It turned out an easy venture. It was too simple a task that in the excitement that followed, they forgot their weapon—a loaded AK 47 rifle. It happened in Calabar, the Cross River State capital, where a gang of armed robbers, apparently working on insider information, launched an attack on a politician in whose car was a bag containing N2 million.
The attack was said to have taken place at a building construction site at Ekorinim, in the outskirts of Calabar metropolis, last weekend.
The politician, the owner of the building under construction, was said to have parked his car at one end of the site and walked towards where the workers were working. He was said to have even walked further to a slope at one end of the site giving directives to the workers on what to be done and how the job should be done.
While he continued his supervision of the work, his attention was said to have been diverted from his sport utility vehicle (SUV) wherein he had kept the N2 million. Unknown to him, the robbers who had earlier laid siege for him, simply walked to where the vehicle was parked, used a master key to open one of its doors and, quickly, they carted away the cash.
The victim who preferred anonymity, had brought the sum to the site so he could pay the workers on site as well as pay for services of a bulldozer, which was grading and levelling the slope in the site.
In narrating his loss, he said: “When I arrived at the plot, I securely locked the doors of my car after I had alighted and walked down to the slope where the bulldozer was piling sand but after some time when I went to the car, it was open and the money was no more there.”
He said that while he was passing instructions to the workers who were some distance away, the hoodlums, “apparently acting on information, swooped on the car, used a master key and unlocked the vehicle and carted away my money.”
He was so shocked at the swiftness of the robbery that he initially suspected that some of the workers on site might have been responsible for the theft
He therefore mobilised the entire workforce at the site and they began to comb the surrounding bushes in search of the thieves. It was while the search was going on that one of the workers discovered one AK 47 rifle, loaded with a magazine where the bandits had laid ambush.
The plan may have been to strike at the point of payment of the workers. And that was why they laid ambush in wait for the auspicious time. But the “abandonment” of the car containing the cash may have forced the robbers to activate their ‘Plan B,’ which necessitated the use of a master key to open the locked car. And it worked. They ended up firing no bullet, got all there was to get and in the process, they forgot their tool of trade.

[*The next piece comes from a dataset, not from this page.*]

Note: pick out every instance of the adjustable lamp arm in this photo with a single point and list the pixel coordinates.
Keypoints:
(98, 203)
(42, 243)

The politician said he had since reported the matter to the police at the Diamond Hill Police Station from where a team of policemen was despatched to the scene of the crime. He added that the policemen, during their preliminary investigation, recovered the AK47 rifle.
The spokesman for the Cross River State Police Command, Mr. John Umoh, a Deputy Superintendent of Police (DSP), who confirmed the story, added that the police were already carrying out investigation to fish out the robbers.
None of the workers was arrested yet. But part of the investigation may require questioning some or all of them. There is a belief that the robbers must have worked in concert with some of the site workers who knew that the owner of the project would not only come to site on the day in question, but would also bring along a huge amount of money.
A source told THISDAY, “that kind of operation cannot be that successfully executed without accurate information. And such information could come from the workers, or the family or even driver of the politician,” adding that the police “must stretch the dragnet of their investigation to cover all possible clues.”
The success of the robbery drums home the importance of the cashless economy campaign launched by the Central Bank of Nigeria (CBN) last year. The incident also exposes the constraint in the policy. How else, for instance, would casual workers who do not have bank accounts, be paid, if not in cash? However, the volume of money involved is seemingly more than enough to pay the so-called casual workers.